In your local filesystem, you can verify the Parquet files and manifest under /tmp/minio-data .

/tmp/minio-data ❯ tree .
.
└── fluss
    └── data
        ├── default.db__XLDIR__
        │   └── xl.meta
        └── fluss.db
            └── t_user
                ├── bucket-0
                │   ├── changelog-1bafcc32-f88a-42a6-bc92-d3ccf4f62d4c-0.parquet
                │   │   └── xl.meta
                │   ├── changelog-f1853f1c-2588-4035-8233-e4804b1d8344-0.parquet
                │   │   └── xl.meta
                │   ├── data-1bafcc32-f88a-42a6-bc92-d3ccf4f62d4c-1.parquet
                │   │   └── xl.meta
                │   └── data-f1853f1c-2588-4035-8233-e4804b1d8344-1.parquet
                │       └── xl.meta
                ├── manifest
                │   ├── manifest-d554f475-ad8f-47e0-a83b-22bce4b233d6-0
                │   │   └── xl.meta
                │   ├── manifest-d554f475-ad8f-47e0-a83b-22bce4b233d6-1
                │   │   └── xl.meta
                │   ├── manifest-e7fbe5b1-a9e4-4647-a07a-5cc71950a5be-0
                │   │   └── xl.meta
                │   ├── manifest-e7fbe5b1-a9e4-4647-a07a-5cc71950a5be-1
                │   │   └── xl.meta
                │   ├── manifest-list-8975f7d7-9fec-4ac9-bb31-12be03d297d0-0
                │   │   └── xl.meta
                │   ├── manifest-list-8975f7d7-9fec-4ac9-bb31-12be03d297d0-1
                │   │   └── xl.meta
                │   ├── manifest-list-8975f7d7-9fec-4ac9-bb31-12be03d297d0-2
                │   │   └── xl.meta
                │   ├── manifest-list-bba1f130-e7ab-4f5e-8ce3-928a53524136-0
                │   │   └── xl.meta
                │   ├── manifest-list-bba1f130-e7ab-4f5e-8ce3-928a53524136-1
                │   │   └── xl.meta
                │   └── manifest-list-bba1f130-e7ab-4f5e-8ce3-928a53524136-2
                │       └── xl.meta
                ├── schema
                │   └── schema-0
                │       └── xl.meta
                └── snapshot
                    ├── LATEST
                    │   └── xl.meta
                    ├── snapshot-1
                    │   └── xl.meta
                    └── snapshot-2
                        └── xl.meta

28 directories, 19 files
  1. View Snapshots

Users can also check the snapshots from the system table, by appending $lake$snapshots after thefluss table name.
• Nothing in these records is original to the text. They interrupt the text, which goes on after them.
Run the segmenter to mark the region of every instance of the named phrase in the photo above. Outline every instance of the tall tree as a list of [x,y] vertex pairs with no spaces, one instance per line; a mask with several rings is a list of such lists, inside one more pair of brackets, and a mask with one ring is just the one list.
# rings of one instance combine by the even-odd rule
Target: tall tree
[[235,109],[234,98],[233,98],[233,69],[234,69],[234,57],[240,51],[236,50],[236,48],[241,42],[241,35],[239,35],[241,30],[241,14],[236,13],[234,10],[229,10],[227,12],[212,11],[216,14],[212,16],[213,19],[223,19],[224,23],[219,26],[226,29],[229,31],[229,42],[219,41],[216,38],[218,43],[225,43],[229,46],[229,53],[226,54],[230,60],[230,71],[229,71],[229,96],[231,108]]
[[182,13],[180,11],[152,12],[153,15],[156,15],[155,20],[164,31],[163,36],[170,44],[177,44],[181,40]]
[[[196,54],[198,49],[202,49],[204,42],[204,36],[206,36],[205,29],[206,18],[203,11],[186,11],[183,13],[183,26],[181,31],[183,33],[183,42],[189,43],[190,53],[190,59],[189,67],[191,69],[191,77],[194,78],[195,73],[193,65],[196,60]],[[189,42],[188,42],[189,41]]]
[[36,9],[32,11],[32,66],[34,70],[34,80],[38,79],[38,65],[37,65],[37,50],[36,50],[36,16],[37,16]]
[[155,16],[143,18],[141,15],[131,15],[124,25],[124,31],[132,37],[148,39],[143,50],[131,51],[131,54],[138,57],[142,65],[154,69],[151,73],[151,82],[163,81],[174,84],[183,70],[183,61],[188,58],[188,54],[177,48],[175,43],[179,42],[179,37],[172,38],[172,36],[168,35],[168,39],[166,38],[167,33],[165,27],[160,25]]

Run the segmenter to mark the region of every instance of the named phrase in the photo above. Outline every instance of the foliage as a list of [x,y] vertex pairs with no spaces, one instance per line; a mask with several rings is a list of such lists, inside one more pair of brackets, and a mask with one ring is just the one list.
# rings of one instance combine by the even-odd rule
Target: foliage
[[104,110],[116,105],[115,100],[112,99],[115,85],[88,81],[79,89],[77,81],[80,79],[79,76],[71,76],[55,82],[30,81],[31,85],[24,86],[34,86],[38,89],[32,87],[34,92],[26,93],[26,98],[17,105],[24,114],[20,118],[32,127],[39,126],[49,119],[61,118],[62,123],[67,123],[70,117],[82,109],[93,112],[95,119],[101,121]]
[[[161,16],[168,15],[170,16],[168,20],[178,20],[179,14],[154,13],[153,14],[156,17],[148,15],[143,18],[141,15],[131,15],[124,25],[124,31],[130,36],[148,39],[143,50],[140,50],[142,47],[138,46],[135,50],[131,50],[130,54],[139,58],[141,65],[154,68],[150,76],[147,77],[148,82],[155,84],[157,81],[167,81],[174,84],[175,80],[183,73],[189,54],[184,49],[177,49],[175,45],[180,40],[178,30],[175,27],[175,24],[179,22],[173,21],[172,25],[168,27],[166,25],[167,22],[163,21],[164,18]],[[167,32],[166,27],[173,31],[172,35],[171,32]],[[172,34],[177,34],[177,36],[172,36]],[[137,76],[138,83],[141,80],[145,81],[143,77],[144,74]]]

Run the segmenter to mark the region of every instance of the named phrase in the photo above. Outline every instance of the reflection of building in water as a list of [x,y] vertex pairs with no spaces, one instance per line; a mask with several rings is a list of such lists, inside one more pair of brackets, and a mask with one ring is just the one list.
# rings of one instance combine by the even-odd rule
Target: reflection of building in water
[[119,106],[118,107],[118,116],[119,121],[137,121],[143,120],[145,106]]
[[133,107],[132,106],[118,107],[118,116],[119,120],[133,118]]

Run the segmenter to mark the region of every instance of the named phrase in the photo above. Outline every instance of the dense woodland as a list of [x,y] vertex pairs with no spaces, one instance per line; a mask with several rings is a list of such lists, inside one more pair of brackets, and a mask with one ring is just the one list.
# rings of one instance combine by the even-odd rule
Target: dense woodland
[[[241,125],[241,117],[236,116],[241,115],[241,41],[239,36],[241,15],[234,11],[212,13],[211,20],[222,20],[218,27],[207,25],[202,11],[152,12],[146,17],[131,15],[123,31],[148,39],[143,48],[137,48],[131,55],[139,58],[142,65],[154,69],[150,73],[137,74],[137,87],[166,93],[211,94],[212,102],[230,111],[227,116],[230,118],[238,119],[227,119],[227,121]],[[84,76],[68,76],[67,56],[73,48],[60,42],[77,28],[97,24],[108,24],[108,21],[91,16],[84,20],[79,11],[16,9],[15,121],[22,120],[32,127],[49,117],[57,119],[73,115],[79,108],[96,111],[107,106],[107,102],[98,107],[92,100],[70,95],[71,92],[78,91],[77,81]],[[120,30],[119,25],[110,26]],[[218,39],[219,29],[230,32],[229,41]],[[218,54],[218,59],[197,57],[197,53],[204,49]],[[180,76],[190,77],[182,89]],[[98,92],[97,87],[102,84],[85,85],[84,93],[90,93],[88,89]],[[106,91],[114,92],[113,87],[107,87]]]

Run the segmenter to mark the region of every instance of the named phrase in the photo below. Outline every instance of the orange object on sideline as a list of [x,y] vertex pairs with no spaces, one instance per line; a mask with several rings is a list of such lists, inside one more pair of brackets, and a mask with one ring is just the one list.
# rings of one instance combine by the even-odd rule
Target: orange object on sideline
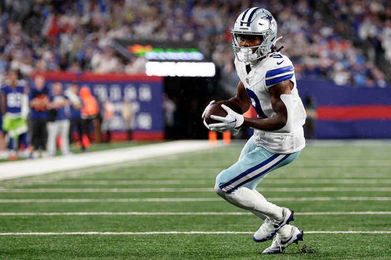
[[223,133],[223,141],[225,144],[231,143],[231,131],[227,131]]
[[84,104],[82,108],[82,118],[92,118],[97,115],[99,112],[99,106],[95,98],[91,94],[89,88],[86,86],[82,87],[79,94]]
[[83,146],[86,148],[87,148],[91,146],[91,142],[89,141],[88,137],[87,136],[87,135],[86,134],[84,134],[82,136],[82,141],[83,142]]
[[210,131],[209,134],[209,143],[212,146],[216,146],[217,143],[217,132],[213,131]]
[[58,148],[61,148],[61,137],[59,136],[57,137],[57,146],[58,146]]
Flink SQL> select * from t_user$lake$snapshots;

+-------------+-----------+----------------------+-------------------------+-------------+----------+
| snapshot_id | schema_id |          commit_user |             commit_time | commit_kind | ...      |
+-------------+-----------+----------------------+-------------------------+-------------+----------+
|           1 |         0 | __fluss_lake_tiering | 2025-07-19 19:00:41.286 |      APPEND | ...      |
|           2 |         0 | __fluss_lake_tiering | 2025-07-19 19:04:38.964 |      APPEND | ...      |
+-------------+-----------+----------------------+-------------------------+-------------+----------+
2 rows in set (0.33 seconds)

Summary

In this guide, we gave a concise overview of the Fluss lakehouse architecture, walked through a step-by-step local setup of both Fluss and Flink clusters, and showcased practical data-processing examples using real-time and historical data. Those steps give you practical experience with Fluss’s lakehouse architecture in a local environment.